When Swiss Water Decaf Coffee Looks Dark, It Doesn't Mean It's Dark Roasted

by Zoe Maiden May 01, 2019 3 min read

When Swiss Water Decaf Coffee Looks Dark, It Doesn't Mean It's Dark Roasted

   

When Swiss Water Decaf Coffee Looks Dark, It Doesn't Mean It's Dark Roasted

If you have ever ordered a Swiss Water Process Decaffeinated coffee from Sagebrush coffee, you might notice some distinct differences between it and any other coffee you’ve purchased in the past.  While most Sagebrush coffee beans range in color from light brown to a rich, dark brown, with variation of color throughout the bean, our decaf coffees are not like this—they are quite dark brown, with little to no variation in color within the bean.  We admit it can be a surprising difference to see!  In fact, many of our customers become concerned that we have over-roasted their decaf coffee beans, something we try very hard not to do!  However, we understand the confusion and would like to try and explain why the SWP decaf beans look so unique.

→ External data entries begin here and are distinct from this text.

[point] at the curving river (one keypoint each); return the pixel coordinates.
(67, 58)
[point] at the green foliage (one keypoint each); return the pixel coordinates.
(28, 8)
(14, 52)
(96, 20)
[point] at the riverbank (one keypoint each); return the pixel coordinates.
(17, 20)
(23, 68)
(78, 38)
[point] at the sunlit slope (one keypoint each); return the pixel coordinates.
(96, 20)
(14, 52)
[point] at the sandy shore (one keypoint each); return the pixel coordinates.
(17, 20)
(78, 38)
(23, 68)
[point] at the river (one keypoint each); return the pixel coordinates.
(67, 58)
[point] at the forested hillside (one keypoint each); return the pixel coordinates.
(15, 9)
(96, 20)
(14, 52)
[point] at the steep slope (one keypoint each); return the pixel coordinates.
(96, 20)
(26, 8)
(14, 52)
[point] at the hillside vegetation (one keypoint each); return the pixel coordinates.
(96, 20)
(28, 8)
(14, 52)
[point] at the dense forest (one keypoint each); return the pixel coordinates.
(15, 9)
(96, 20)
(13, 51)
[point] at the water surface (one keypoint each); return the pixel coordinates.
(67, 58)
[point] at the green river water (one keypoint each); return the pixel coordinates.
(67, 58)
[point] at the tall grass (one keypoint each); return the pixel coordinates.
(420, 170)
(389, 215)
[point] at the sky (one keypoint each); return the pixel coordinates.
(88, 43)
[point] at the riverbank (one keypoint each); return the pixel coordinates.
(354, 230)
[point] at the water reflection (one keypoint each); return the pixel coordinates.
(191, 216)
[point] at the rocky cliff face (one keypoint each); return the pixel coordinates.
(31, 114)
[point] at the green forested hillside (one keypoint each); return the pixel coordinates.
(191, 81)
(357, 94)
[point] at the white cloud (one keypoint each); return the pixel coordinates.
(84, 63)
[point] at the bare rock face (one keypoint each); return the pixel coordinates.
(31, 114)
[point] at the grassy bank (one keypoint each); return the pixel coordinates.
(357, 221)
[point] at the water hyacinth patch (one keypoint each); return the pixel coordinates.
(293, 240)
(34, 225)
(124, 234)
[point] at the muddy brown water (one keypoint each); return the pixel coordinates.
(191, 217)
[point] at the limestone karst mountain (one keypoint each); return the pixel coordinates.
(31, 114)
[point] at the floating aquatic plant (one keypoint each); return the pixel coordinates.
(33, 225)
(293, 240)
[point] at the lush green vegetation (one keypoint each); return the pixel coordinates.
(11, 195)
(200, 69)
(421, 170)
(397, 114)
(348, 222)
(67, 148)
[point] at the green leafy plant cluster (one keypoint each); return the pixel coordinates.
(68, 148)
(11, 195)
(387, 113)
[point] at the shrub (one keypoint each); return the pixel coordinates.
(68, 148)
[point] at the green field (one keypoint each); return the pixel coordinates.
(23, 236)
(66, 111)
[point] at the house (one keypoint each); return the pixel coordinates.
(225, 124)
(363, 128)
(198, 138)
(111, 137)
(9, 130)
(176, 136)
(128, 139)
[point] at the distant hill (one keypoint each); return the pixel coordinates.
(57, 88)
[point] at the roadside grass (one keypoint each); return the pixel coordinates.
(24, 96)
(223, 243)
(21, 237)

            Swiss water process beans look different from other coffees, because they are different from other coffees.  The aim of the Swiss Water Process is to gently remove the caffeine until the coffee beans are 99.9% caffeine-free while maintaining the bean’s distinctive origin and flavor characteristics. SWP coffee uses water and not chemicals, so the flavor profile stays completely intact and sometimes improves. While the flavor stays the same, there are changes that happen to the bean.  The decaffeination process weakens the outer shell of the bean and causes it to pick up color far more quickly than other coffees.  This change in bean formation ultimately affects how heat is transferred along the coffees’ cells, and therefore affects how we must roast the SWP coffee.

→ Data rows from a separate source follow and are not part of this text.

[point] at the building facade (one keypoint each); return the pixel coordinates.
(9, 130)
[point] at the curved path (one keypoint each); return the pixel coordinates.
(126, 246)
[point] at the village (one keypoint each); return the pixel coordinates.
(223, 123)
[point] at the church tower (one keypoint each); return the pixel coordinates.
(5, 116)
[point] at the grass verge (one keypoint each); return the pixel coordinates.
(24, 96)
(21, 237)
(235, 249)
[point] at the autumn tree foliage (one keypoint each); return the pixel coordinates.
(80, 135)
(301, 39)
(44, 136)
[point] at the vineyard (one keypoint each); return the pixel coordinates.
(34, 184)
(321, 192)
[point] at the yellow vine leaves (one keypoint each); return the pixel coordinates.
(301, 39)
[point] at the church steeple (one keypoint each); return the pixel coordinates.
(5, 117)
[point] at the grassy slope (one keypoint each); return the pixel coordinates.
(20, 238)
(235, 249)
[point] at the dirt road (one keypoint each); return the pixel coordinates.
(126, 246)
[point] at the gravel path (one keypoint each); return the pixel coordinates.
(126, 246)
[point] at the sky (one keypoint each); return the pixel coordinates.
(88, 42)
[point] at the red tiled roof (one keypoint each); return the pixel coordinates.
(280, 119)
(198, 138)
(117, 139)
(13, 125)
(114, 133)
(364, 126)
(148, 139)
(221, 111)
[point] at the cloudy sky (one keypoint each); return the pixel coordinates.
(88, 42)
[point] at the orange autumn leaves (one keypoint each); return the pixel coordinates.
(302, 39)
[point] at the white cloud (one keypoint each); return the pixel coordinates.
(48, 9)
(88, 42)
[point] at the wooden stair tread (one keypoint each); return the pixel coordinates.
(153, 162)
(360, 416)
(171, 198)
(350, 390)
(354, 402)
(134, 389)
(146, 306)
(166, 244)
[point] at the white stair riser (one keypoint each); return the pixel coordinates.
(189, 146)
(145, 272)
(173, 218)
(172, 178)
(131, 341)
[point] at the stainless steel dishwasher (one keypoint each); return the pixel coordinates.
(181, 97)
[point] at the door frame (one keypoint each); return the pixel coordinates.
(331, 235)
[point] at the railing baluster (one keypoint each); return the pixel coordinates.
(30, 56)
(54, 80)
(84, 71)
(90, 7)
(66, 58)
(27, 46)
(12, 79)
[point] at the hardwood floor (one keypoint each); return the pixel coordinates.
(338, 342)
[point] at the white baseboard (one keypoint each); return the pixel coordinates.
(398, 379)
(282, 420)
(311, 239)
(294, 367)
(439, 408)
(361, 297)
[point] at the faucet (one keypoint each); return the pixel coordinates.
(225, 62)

            Normally when you roast a coffee, you do it by measuring the time and temperature and by watching the color, listening for the cracks and smelling the coffee move through the Maillard reaction. For a decaf, you lose a lot of that, because the color change over the course of the roast isn’t as distinct, and the cracks are nearly silent. The aroma isn’t nearly what a regular coffee is either.  Other factors we must consider include the change in color and overall density of the decaf coffee beans.  These differences demand a change in the roasting process, but often roasters make the mistake of using the same roast profiles for regular and decaf coffee.  But not at Sagebrush!  Every time we receive a new decaf coffee to sell, we do sample roasts to figure out the unique roast profile needed to allow the characteristics of their specific origins to shine through.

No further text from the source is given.